Ilovepugs2017 · 21/03/2023 13:54

So sorry that you and your little ones are in this situation. Please ring the police and try and get to somewhere safe for you and your babies

pepsirolla · 21/03/2023 14:02

EineReiseDurchDieZeit · 20/03/2023 21:08

I've had a response

Hi and thanks so much for getting in touch.
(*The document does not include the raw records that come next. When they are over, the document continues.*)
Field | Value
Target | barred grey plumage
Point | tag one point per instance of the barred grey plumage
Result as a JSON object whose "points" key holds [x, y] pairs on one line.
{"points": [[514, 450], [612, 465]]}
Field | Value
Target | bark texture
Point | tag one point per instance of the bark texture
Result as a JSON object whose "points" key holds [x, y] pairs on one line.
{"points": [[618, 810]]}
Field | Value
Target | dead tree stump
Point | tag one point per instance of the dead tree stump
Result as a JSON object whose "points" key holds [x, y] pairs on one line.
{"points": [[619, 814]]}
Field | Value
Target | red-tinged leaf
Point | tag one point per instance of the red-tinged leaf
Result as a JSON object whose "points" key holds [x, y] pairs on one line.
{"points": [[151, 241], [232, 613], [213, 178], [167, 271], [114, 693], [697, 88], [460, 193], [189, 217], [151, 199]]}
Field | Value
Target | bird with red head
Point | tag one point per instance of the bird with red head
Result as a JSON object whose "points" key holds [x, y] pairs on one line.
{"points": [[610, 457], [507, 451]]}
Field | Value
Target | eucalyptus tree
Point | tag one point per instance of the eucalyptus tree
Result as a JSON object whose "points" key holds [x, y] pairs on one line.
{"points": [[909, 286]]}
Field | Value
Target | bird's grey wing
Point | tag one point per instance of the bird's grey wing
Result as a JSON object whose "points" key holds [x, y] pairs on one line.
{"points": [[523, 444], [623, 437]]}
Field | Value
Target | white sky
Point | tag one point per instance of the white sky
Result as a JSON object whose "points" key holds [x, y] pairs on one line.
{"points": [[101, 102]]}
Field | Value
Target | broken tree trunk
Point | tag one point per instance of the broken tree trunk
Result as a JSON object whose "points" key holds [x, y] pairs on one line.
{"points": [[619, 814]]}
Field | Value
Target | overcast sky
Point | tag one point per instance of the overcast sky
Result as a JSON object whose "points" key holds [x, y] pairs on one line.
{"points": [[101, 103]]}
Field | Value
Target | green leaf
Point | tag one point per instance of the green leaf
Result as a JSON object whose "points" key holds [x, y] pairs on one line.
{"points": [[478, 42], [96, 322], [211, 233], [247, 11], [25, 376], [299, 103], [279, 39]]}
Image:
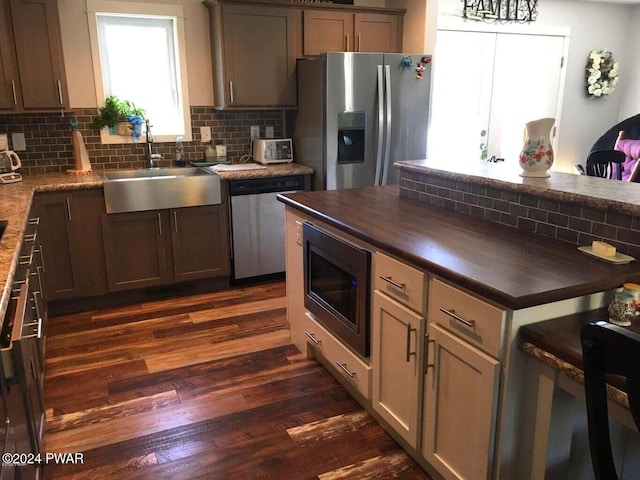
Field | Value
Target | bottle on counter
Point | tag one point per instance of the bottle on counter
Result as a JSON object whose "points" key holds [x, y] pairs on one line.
{"points": [[210, 153], [180, 160]]}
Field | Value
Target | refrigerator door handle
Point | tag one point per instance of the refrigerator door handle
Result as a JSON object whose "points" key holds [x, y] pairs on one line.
{"points": [[387, 148], [377, 178]]}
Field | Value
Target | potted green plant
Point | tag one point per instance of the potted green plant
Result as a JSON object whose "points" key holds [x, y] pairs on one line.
{"points": [[120, 116]]}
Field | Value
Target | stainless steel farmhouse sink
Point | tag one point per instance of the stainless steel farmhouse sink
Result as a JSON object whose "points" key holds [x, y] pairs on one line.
{"points": [[159, 188]]}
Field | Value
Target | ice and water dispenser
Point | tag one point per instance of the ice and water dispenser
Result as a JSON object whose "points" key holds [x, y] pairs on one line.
{"points": [[351, 137]]}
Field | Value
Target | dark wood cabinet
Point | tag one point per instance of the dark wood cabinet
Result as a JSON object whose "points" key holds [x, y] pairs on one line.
{"points": [[200, 242], [9, 81], [32, 71], [378, 32], [253, 50], [136, 249], [71, 243], [161, 247], [348, 31]]}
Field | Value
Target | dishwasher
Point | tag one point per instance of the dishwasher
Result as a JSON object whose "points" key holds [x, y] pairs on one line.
{"points": [[257, 224]]}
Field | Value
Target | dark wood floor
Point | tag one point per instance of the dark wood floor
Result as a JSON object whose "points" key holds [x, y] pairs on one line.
{"points": [[199, 387]]}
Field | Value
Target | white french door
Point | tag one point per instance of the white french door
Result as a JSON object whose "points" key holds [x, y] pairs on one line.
{"points": [[486, 86]]}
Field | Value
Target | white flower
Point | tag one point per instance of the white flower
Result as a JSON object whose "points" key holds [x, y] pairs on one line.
{"points": [[601, 73]]}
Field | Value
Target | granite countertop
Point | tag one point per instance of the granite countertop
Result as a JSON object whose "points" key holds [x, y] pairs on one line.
{"points": [[16, 200], [511, 267], [556, 343], [590, 191]]}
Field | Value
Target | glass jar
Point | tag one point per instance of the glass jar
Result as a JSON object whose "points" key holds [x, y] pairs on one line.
{"points": [[634, 290], [621, 310]]}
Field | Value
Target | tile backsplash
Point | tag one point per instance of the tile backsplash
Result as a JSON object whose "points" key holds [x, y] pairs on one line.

We understand why this is causing concern.
We will deal with this one off the boards.

Very best wishes
Lily MNHQ

Mnhq dealing with thankfully

LilLilLi · 21/03/2023 17:23

TaunterOfWomenInGeneralSaysSayonarastu · 21/03/2023 10:43

Yup, it's embarrassing. The PP doesn't appear to have considered what will happen to her child while she "does time for him".

If you are going to quote me, please do so accurately.

I said I would happily go to prison if SOMEONE (physically or otherwise) harmed my child in my presence. You have assumed I mean their father. Why is that?

The father of my children is one of the best men I’ve ever met, he would never hurt them.

I am in competition with nobody. If, hypothetically, my children were being hurt of course I would intervene. If I wasn’t present and was told that an adult had (physically or otherwise) harmed my child then I can’t say I wouldn’t want to cause them as much pain as possible and I would be happy to take any punishment that came my way. While not ideal, in this hypothetical situation, my children would be well cared for by their father.

Do you often get embarrassed by what complete strangers type on the internet?